Profesor di Amerika Serikat Zachary Abuza memberikan catatan kritis mengenai kemenangan calon presiden (capres) nomor urut 02 Prabowo Subianto dalam hitung cepat atau quick count pemilihan presiden (pilpres) di Indonesia.

Abuza menuangkan pendapatnya dalam artikel Benar News berjudul “Gen. Prabowo’s electoral victory casts long shadow on Southeast Asia” yang rilis pada Kamis (15/2).

Dia menyebut “ada beberapa alasan untuk khawatir” apabila Prabowo Subianto memenangkan pilpres 2024 dan memerintah Indonesia.

Pertama, akan ada periode ketidakstabilan pasca-pemilu yang disebabkan oleh sulitnya membentuk pemerintahan, seperti yang terjadi di Malaysia dan Thailand.

Abuza menyebutkan jika Prabowo menang pilpres, dia tidak akan dilantik sampai Oktober, kecuali jika parlemen mempercepat tanggal pelantikan.

“Itu berarti akan ada kepresidenan bebek lumpuh yang diperpanjang dan Prabowo, yang dikenal tidak sabar, akan berusaha keras,” tulis Abuza.

Bebek lemah merupakan istilah politik yang dalam bahasa Inggris dikenal sebagai “lame duck”. Istilah ini merujuk pada kondisi di mana pemimpin yang ada tidak lagi memiliki pengaruh karena telah memiliki pengganti.

Dalam konteks ini, Abuza menyoroti koalisi Prabowo yang saat ini cuma punya sekitar 33 persen kursi di Dewan Perwakilan Rakyat (DPR). Dia pun menilai akan ada banyak pertukaran politik yang terjadi di RI mulai sekarang sampai Oktober mendatang.

“Dia akan mencoba mengkooptasi partai-partai Islam berhaluan tengah dan konservatif dalam koalisi oposisinya untuk membentuk mayoritas yang kuat,” papar Abuza.

Di Malaysia, ketidakstabilan pasca-pemilu terjadi cukup parah karena tak ada partai politik tunggal maupun koalisi yang mencapai suara mayoritas absolut.

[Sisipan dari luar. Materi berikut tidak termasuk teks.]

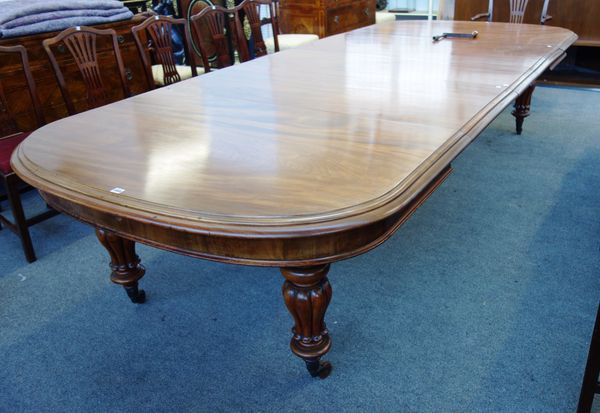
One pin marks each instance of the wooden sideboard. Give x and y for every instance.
(580, 16)
(325, 17)
(53, 105)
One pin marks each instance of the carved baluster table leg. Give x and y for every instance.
(307, 293)
(124, 263)
(522, 106)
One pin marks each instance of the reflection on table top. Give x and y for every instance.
(334, 128)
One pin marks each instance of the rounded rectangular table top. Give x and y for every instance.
(341, 128)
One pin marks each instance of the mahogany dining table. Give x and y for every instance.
(294, 160)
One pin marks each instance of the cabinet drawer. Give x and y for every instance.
(332, 4)
(349, 17)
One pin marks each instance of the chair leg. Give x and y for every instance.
(522, 107)
(14, 199)
(590, 385)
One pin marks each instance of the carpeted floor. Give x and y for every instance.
(482, 302)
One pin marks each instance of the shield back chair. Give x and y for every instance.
(253, 9)
(285, 41)
(220, 28)
(155, 46)
(517, 9)
(10, 137)
(82, 44)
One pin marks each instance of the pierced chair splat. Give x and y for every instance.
(221, 29)
(153, 39)
(82, 43)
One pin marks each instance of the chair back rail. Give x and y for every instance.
(225, 32)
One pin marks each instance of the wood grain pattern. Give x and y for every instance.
(53, 105)
(296, 159)
(313, 154)
(325, 17)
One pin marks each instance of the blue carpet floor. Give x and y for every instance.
(484, 301)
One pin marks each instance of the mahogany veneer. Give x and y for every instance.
(325, 17)
(300, 167)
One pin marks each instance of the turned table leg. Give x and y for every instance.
(307, 293)
(522, 107)
(125, 266)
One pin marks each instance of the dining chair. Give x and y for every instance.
(10, 137)
(252, 10)
(517, 9)
(81, 43)
(155, 46)
(283, 41)
(221, 29)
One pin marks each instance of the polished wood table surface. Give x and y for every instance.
(294, 160)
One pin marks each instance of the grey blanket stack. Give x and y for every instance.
(21, 18)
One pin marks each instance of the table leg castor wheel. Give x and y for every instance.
(136, 295)
(318, 368)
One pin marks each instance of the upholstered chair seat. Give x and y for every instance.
(289, 41)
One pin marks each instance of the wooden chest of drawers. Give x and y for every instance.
(13, 80)
(325, 17)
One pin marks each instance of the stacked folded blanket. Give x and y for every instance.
(20, 18)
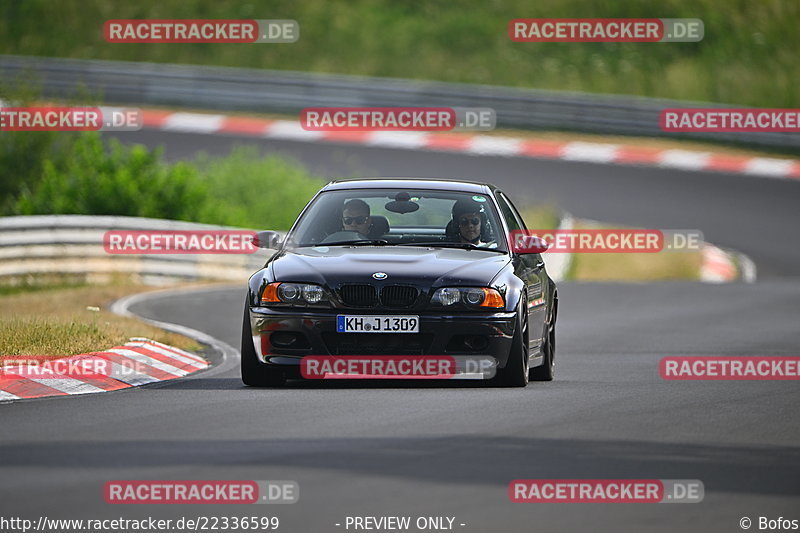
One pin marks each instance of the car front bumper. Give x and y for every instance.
(284, 336)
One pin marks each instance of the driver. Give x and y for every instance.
(470, 217)
(355, 217)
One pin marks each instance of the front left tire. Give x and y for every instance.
(515, 373)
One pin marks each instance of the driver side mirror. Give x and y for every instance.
(267, 239)
(529, 244)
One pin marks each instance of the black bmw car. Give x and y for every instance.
(401, 267)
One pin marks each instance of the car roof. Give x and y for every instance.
(409, 183)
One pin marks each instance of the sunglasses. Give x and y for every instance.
(355, 220)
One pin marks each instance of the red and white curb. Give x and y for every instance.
(619, 154)
(138, 362)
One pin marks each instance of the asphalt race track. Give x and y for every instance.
(366, 449)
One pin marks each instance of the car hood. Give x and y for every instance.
(422, 267)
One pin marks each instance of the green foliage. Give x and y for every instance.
(242, 189)
(748, 56)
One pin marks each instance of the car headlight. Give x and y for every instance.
(293, 294)
(470, 296)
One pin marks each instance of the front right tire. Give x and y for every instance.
(254, 372)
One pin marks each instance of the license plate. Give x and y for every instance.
(377, 324)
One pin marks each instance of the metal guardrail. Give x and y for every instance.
(32, 246)
(224, 88)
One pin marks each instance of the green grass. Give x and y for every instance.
(86, 176)
(56, 322)
(749, 55)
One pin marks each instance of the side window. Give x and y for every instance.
(513, 220)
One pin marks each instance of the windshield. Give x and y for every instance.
(399, 217)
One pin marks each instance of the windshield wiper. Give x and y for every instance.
(445, 244)
(358, 242)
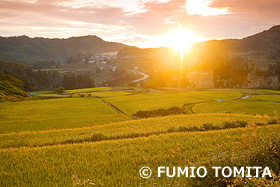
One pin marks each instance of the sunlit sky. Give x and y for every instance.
(143, 23)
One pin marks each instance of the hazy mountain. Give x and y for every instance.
(266, 40)
(29, 50)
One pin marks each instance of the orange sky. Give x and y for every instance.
(144, 23)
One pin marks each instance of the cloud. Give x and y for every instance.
(132, 22)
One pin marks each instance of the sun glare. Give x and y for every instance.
(182, 40)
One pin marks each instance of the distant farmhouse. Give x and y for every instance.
(200, 79)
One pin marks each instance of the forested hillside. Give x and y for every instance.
(29, 50)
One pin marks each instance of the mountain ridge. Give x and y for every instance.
(29, 50)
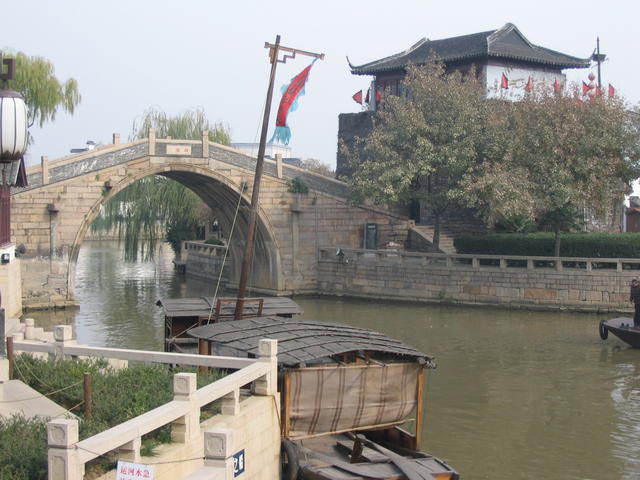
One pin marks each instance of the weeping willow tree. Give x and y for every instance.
(43, 93)
(155, 206)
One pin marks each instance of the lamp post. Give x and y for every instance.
(13, 145)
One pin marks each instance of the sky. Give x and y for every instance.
(129, 56)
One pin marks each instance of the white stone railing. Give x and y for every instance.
(67, 455)
(349, 255)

Kondisi ini menyebabkan Negeri Jiran menghadapi parlemen gantung untuk pertama kalinya.

Raja Malaysia sampai turun tangan dan menunjuk sendiri perdana menteri demi menetralkan politik negara itu.

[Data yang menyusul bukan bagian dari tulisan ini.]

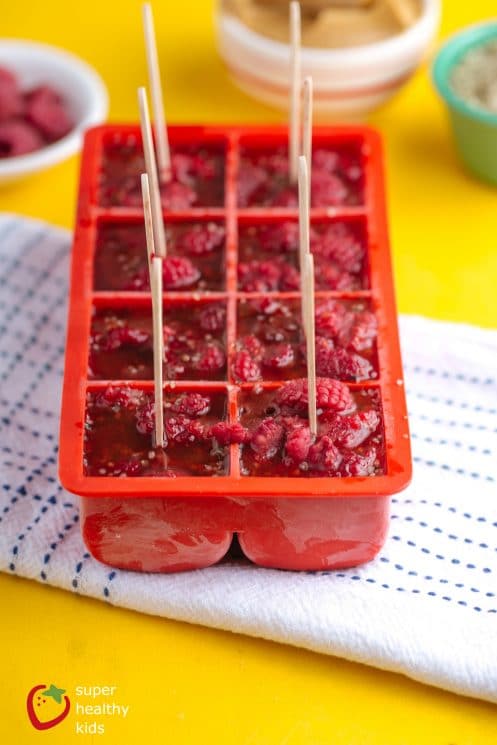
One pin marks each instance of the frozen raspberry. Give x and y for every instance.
(210, 359)
(45, 109)
(290, 278)
(245, 369)
(286, 198)
(18, 138)
(356, 464)
(252, 178)
(125, 398)
(335, 362)
(127, 468)
(145, 418)
(331, 395)
(181, 429)
(362, 332)
(259, 276)
(11, 101)
(267, 438)
(124, 336)
(338, 243)
(298, 442)
(330, 277)
(280, 238)
(324, 455)
(226, 433)
(252, 345)
(213, 318)
(177, 196)
(179, 272)
(351, 431)
(201, 239)
(192, 404)
(280, 356)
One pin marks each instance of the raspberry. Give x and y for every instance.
(179, 272)
(252, 178)
(244, 368)
(323, 455)
(192, 404)
(290, 278)
(201, 239)
(331, 395)
(181, 429)
(267, 438)
(125, 398)
(210, 359)
(145, 418)
(281, 237)
(177, 196)
(327, 189)
(18, 138)
(337, 243)
(226, 433)
(335, 362)
(252, 345)
(124, 336)
(212, 318)
(356, 464)
(280, 356)
(286, 198)
(258, 276)
(330, 277)
(298, 443)
(362, 333)
(45, 109)
(351, 431)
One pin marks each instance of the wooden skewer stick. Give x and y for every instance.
(311, 343)
(307, 130)
(295, 85)
(155, 269)
(304, 237)
(151, 167)
(161, 138)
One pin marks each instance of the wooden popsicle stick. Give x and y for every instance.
(161, 137)
(311, 343)
(149, 228)
(295, 86)
(304, 238)
(151, 167)
(158, 342)
(307, 129)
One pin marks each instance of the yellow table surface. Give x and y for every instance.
(187, 684)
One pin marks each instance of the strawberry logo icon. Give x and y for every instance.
(47, 707)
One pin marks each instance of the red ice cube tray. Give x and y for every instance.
(162, 524)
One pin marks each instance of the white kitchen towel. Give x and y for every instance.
(426, 607)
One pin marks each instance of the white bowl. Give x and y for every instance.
(348, 81)
(79, 84)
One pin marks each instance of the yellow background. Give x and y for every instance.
(186, 684)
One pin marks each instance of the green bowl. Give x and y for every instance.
(475, 129)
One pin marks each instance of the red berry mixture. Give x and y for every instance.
(268, 257)
(195, 257)
(349, 441)
(197, 176)
(29, 119)
(270, 331)
(336, 178)
(118, 434)
(121, 343)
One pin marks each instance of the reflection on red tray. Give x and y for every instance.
(246, 274)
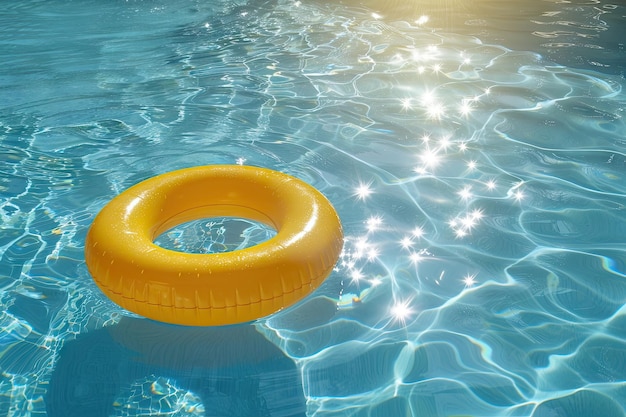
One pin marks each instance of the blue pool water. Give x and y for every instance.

Di Thailand, terjadi pula drama politik kala peraih suara pemilu terbanyak, Partai Move Forward, dijegal oleh Senat yang orang-orangnya ditunjuk oleh militer.

Partai Move Forward adalah partai anak muda yang menggaungkan reformasi di negeri yang dibayangi kepemimpinan militer tersebut.

Kedua, Abuza juga mencatat bahwa kemenangan Prabowo menunjukkan akan ada amnesia sejarah yang terjadi di Indonesia.

Abuza menyebut kondisi di Filipina adalah salah satu bukti nyata masyarakat melupakan sejarah. Pilpres 2022 Filipina dimenangkan oleh Ferdinand Marcos Jr alias Bongbong, putra dari diktator Ferdinand Marcos Sr.

Selama kampanye, Bongbong menutupi kediktatoran dan kleptokrasi ayahnya dengan memainkan media sosial guna menggaet anak-anak muda yang tak begitu mengetahui sejarah. Dia akhirnya berhasil meraup suara generasi muda dan menjadi presiden Filipina, meneruskan jejak ayahnya yang pernah memimpin negara itu sampai dua dekade.

“Tim kampanye Prabowo mengikuti cara-cara Bongbong,” tulis Abuza di media Benar News.

Prabowo, kata Abuza, mengubah citranya saat maju dalam pilpres 2014 dan 2019, kala dia jelas-jelas ingin membawa Indonesia ke pemerintahan yang kuat.